Spock murdered Kirk (he got better)

"Amok Time" is quite possibly the most well-known episode of Star Trek's entire original run, and even if you don't know it by name, you probably know the plot, because this is the one where a sex-crazed Spock gets into a gladiator fight with Kirk and straight up murders him.

In what might be the single weirdest piece of alien biology the franchise has ever thrown at its audience  — up to and including the space ghost of Jack the Ripper eating fear — it's revealed that every seven years, Vulcans undergo "pon farr," a part of the biological cycle during which their desire to mate overrides their usual logical minds. In a combination of virtually everything else on this list, Spock goes full-on sex-mad, hijacks the Enterprise to take it back to Vulcan, and winds up engaging in some pretty illogical ritual combat against his best friend. Thanks to Spock's Vulcan super-strength and the planet's thin atmosphere, he winds up beating Kirk and strangling him to death with a whip. And now you know where all the fanfic came from.
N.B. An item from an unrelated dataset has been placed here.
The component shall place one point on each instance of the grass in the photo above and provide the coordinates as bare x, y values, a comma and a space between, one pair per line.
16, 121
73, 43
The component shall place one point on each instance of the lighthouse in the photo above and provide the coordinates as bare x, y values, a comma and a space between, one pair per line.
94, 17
Once Spock comes to his senses — his bloodlust having been sated, if not his regular lust — he turns himself in to be tried for murder, but it turns out that the whole thing was a ruse by McCoy and a drug that allowed Kirk to appear dead while being very much alive. Kirk, however, did not know that, and neither did Spock, but perhaps shockingly, that did not affect their working relationship. Turns out that in the 23rd Century, murder by strangulation is just guys bein' bros. 

Urine trouble

For the most part, the bad stuff about Star Trek: Enterprise has more to do with being boring than being actively terrible. The episode "A Night In Sickbay," however, feature what might just be the single worst thing that a member of the Enterprise crew has ever done ... for certain interpretations of "crew."

In order to give himself some company on his trek through the stars, Captain Jonathan Archer brings his pet beagle, Porthos, along for the ride. This seems like a good idea — everyone loved it when Data had a cat, right? — but it had some unforeseen consequences that, really, everyone should've seen coming. When Archer decides, for some reason, to bring Porthos down to a new planet with him, the dog, well, does what dogs do and starts marking its territory. The problem is that this isn't his territory. Or the Federation's. It's a holy site for the Kreetassans, who were already obsessed with politeness before a dog showed up to literally urinate on their sacred tree. 

In his own worst moment, Archer spends the entire episode griping about how it's all their fault that he took his dog down to their planet and destroyed one of their cultural treasures, but eventually, he makes amends with the Kreetassans by doing some shirtless chainsawing. This is never explained, but there's one thing we know for sure: as bad as the rest of the crew aboard the various Starships Enterprise might've been, none of them have ever peed on a religious artifact. That we know of.